Probably the most important result of the round is the establishment of the World Trade Organisation. Optimists want to hail the WTO as the guardian of multilateralism, pushing back the pressures of nationalist protectionism. Indeed, by the final phase of the round, the main rationale of most countries for concluding it, and for setting up the WTO, was to cling to a multilateral framework for conducting trade.

The great fear was that the US would otherwise continue with and expand its practice of threatening unilateral trade sanctions under the "Super 301" laws, and that then Europe and Japan would introduce their own versions of Super 301, and world trade would collapse under the weight of protectionist wars.

If the multilateral rules-based system cannot be maintained, then the Third World will be left with the worst of possible worlds: the WTO will be used to discipline developing countries in areas such as investments whilst it is powerless to discipline the Northern countries against unilateral and protectionist measures.

By having the different components of trade in manufactures, agriculture, services, investments and intellectual property protection under the same big roof, the WTO will have enormous powers, in particular over the Third World countries.

The WTO will have an integrated dispute settlement system, which means that if a country does not follow obligations in one area (say, intellectual property), sanctions can be applied against it in another area which hurts it most (for example, its exports of primary produce).

This possibility of "cross-sectoral retaliation" will be the WTO's weapon to keep the South in line, to introduce intellectual property laws and to liberalise services and foreign investments.

The WTO is also almost certain to coordinate its programs and policies with the World Bank and the IMF, and the likely result is "cross-institutional conditionality", in which for instance World Bank loans to a developing country may be made conditional on its having a good report card from the WTO. The "disciplines" applied to the South will then become vice-like.

The new trinity

An ominous prediction of the way control of the world economy is shaping up has been eloquently made by Jaramillo. "The Bretton Woods institutions continue to be made the centre of gravity for the principal economic decisions that affect the developing countries", he said, a month after the Uruguay Round's conclusion.
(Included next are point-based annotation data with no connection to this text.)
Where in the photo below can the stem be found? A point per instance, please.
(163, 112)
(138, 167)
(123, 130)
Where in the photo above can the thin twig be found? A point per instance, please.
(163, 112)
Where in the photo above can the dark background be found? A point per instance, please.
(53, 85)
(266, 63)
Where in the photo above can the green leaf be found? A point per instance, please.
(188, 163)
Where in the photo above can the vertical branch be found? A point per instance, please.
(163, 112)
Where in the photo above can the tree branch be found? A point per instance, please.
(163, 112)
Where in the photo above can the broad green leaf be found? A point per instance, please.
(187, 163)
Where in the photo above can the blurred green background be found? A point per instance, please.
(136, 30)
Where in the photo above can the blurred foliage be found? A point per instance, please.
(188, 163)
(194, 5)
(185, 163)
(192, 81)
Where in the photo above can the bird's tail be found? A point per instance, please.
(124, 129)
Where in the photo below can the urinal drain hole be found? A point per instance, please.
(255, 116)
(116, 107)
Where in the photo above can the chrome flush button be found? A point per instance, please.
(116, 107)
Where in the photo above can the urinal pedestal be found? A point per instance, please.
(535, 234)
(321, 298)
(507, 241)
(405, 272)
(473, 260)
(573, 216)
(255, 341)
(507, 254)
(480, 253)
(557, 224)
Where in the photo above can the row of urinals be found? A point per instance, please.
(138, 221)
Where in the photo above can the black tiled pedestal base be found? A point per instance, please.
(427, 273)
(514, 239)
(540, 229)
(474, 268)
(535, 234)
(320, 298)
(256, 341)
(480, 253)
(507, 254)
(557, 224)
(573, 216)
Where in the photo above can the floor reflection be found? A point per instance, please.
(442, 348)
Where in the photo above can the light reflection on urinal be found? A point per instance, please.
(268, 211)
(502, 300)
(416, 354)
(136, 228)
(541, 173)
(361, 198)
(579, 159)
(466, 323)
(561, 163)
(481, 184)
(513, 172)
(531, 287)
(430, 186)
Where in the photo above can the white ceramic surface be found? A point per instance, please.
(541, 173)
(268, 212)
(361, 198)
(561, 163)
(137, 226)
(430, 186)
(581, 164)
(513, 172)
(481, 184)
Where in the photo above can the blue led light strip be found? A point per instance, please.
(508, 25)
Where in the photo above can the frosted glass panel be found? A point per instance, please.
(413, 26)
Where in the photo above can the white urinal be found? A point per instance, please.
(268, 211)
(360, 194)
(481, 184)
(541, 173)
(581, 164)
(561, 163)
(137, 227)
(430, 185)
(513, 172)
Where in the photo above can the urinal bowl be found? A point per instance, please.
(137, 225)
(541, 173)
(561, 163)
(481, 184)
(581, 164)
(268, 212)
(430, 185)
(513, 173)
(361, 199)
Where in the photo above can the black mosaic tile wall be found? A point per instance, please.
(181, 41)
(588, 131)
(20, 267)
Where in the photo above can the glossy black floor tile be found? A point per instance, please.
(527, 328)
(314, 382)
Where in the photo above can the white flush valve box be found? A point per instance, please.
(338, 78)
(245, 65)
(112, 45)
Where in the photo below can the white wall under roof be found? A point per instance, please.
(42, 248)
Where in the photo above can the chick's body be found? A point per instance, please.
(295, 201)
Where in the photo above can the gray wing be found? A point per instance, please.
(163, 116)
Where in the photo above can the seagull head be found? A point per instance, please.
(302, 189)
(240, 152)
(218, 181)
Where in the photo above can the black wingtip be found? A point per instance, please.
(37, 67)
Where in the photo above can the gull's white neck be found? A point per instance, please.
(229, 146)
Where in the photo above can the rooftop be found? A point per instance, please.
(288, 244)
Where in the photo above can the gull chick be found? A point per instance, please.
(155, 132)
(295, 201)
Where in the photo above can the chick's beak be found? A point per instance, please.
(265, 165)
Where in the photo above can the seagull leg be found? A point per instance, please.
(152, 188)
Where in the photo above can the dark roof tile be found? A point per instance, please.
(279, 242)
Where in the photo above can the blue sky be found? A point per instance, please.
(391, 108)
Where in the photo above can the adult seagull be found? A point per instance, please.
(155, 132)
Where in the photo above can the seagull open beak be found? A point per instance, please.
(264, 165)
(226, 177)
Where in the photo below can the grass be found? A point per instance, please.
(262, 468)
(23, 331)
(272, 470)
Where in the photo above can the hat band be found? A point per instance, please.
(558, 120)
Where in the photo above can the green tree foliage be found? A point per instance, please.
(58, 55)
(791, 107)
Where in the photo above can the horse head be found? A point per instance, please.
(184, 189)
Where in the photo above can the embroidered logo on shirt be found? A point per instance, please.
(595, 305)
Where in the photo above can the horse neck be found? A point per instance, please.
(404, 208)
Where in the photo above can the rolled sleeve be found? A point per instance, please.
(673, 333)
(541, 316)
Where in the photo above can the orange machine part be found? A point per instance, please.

"We have all been witnesses to the conditionalities of the World Bank and the IMF. We all know the nature of the decision-making system in such institutions: their undemocratic character, their lack of transparency, their dogmatic principles, their lack of pluralism in the debate of ideas and their impotence to influence the policies of the industrialised countries ...

"This also seems to be applicable to the new World Trade Organisation. The terms of its creation suggest that this organisation will be dominated by the industrialised countries and that its fate will be to align itself with the World Bank and the IMF.

"We could announce in advance the birth of a New Institutional Trinity which would have as its specific function to control and dominate the economic relations that commit the developing world."